March 2, 2009 at 5:35 am 3 comments

What kind of jobs do Chemists do?

Most chemists work in research, but not all of them work in pure research, that is, research for the sake of it. In fact, more often than not, they work in industry, doing research to develop products that can be sold to make a profit, products that will enhance or improve our lives or lifestyles. A large number work in education, sales and marketing, medical laboratories, and consultancy.

Depending on their particular areas of specialization, chemists can be involved in any number of different kinds of jobs. The four basic specializations are:

Organic chemistry – which deals with every compound on earth (and elsewhere) that has a carbon atom in it, and of course, carbon itself in all its forms. This includes every single form of life on earth, so you can see just how wide a field this is. Synthesis – that is, making new things – is the biggest responsibility of the organic chemist. New ‘things’ might include more effective drugs, better fertilizers, and safer food additives. Organic chemists would find jobs in industries like agriculture, the environment, food, medicine, petroleum, rubber, alcohol, and consumer products like soap.

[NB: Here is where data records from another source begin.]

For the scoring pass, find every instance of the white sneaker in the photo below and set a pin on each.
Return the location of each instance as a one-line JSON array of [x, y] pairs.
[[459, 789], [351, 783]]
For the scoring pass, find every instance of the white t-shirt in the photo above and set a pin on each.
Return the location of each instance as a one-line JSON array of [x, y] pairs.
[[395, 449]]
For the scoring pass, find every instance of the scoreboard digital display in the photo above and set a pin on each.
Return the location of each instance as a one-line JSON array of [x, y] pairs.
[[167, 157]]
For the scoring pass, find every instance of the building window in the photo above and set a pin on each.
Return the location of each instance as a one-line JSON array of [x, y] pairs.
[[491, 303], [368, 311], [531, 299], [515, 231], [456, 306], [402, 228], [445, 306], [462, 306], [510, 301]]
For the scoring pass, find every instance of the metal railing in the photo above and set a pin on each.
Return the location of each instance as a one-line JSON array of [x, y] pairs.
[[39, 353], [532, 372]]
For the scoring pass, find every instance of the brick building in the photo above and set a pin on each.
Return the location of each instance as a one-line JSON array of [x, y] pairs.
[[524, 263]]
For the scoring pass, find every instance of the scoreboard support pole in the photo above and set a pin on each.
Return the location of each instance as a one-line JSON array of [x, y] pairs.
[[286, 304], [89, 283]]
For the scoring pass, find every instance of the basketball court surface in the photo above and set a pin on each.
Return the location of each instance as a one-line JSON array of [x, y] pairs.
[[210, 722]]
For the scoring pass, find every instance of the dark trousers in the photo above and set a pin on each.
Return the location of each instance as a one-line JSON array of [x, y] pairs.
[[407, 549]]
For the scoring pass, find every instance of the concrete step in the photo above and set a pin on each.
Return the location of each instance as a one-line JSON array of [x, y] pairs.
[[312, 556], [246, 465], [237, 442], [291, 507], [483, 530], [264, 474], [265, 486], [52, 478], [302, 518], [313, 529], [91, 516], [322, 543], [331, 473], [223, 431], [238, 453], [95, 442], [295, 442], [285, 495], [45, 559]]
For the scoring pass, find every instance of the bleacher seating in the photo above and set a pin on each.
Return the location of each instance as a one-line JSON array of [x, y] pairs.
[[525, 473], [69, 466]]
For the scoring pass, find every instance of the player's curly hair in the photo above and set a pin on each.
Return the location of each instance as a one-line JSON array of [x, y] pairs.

Inorganic chemistry – simply put, this is the chemistry of non-living objects. They are also involved in synthesis, but in the synthesis of things like plastics, glass, ceramics, synthetic fabrics with special properties that make them ideal for certain applications. Chemists were involved with the discovery and development of both nylon and lycra. Inorganic chemists would find jobs in industries as diverse as mining and minerals, chemicals, microchips, environment, polymer technology, cosmetics, and so on.

Physical chemistry – is the area of overlap between physics and chemistry. That means you venture into this area only if you love maths almost as much as you love chemistry. Physical chemists determine the properties, both good and bad, of all kinds of substances. Spectroscopy, which is the study of the physical properties of chemical compounds using light and other forces, is a big area of physical chemistry. So is theoretical chemistry, which is, like its name, mostly about using theories and calculations to predict the existence or behaviour of something that can’t actually be proved. Physical chemists would find jobs in nuclear and atomic research labs, and in a wide range of industries that need materials scientists.

Analytical chemistry – involves deduction, reasoning and analysis. Most analytical chemists work in the area of qualitative and quantitative analysis. It is these guys who check, for instance, if the pollution levels in the atmosphere are within safe limits or not, and if not, how much beyond the safe limit they are. They would also be involved in testing water to see if it is potable, in testing food to check if it is fresh, in testing metals (like gold, for instance), to establish their purity. Analytical chemists work in forensic science departments, medical laboratories (testing blood and urine samples, for instance), in all kinds of industry (where they may work as industrial chemists, testing random samples from production lines to see if the product is up to standard), government environmental departments, and so on.